Is it possible, and if so how, to optimize this calculation using the vectorization of Fisher's exact test? Runtime is cumbersome when num_cases > ~1000000.

import numpy as np
from scipy.stats import fisher_exact

num_cases = 100
randCounts = np.random.random_integers(100,size=(num_cases,4))

def testFisher(randCounts):
    return [fisher_exact([[r[0],r[1]],[r[2], r[3]]])[0] for r in randCounts]

In [6]: %timeit testFisher(randCounts)
        1 loops, best of 3: 524 ms per loop

Answer 1

Here is an answer using fisher exact as implemented in fisher. I compute the OR by hand in numpy.

Install:

# pip install fisher
# or 
# conda install -c bioconda fisher

Setup:

import numpy as np
np.random.seed(0)
num_cases = 100
c = np.random.randint(100,size=(num_cases,4), dtype=np.uint)

# head, i.e. 
c[:5]
# array([[44, 47, 64, 67],
#   [67,  9, 83, 21],
#   [36, 87, 70, 88],
#   [88, 12, 58, 65],
#   [39, 87, 46, 88]], dtype=uint64)

Execute:

from fisher import pvalue_npy
_, _, twosided = pvalue_npy(c[:, 0], c[:, 1], c[:, 2], c[:, 3])
odds = (c[:, 0] * c[:, 3]) / (c[:, 1] * c[:, 2])
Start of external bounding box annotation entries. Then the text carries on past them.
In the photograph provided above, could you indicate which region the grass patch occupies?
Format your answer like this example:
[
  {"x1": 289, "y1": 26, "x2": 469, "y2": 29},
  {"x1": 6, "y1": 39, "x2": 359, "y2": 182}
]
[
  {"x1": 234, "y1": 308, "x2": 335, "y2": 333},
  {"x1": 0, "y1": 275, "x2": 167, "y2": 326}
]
print("result fast p and odds", odds[0], twosided[0])
# result fast p and odds 0.9800531914893617 1.0
print("result slow", fisher_exact([[c[0][0], c[0][1]], [c[0][2], c[0][3]]]))
# result slow (0.9800531914893617, 1.0)

Note that for one million rows it only takes two seconds :)

Also, to compute an approximate OR you might want to add a pseudocount to the table before finding the oddsratio. This is often more interesting than inf, since you can compare the approximations :) :

c2 = c + 1
odds = (c2[:, 0] * c2[:, 3]) / (c2[:, 1] * c2[:, 2])

Edit:

from 0.0.61>= this method is included in pyranges as pr.stats.fisher_exact.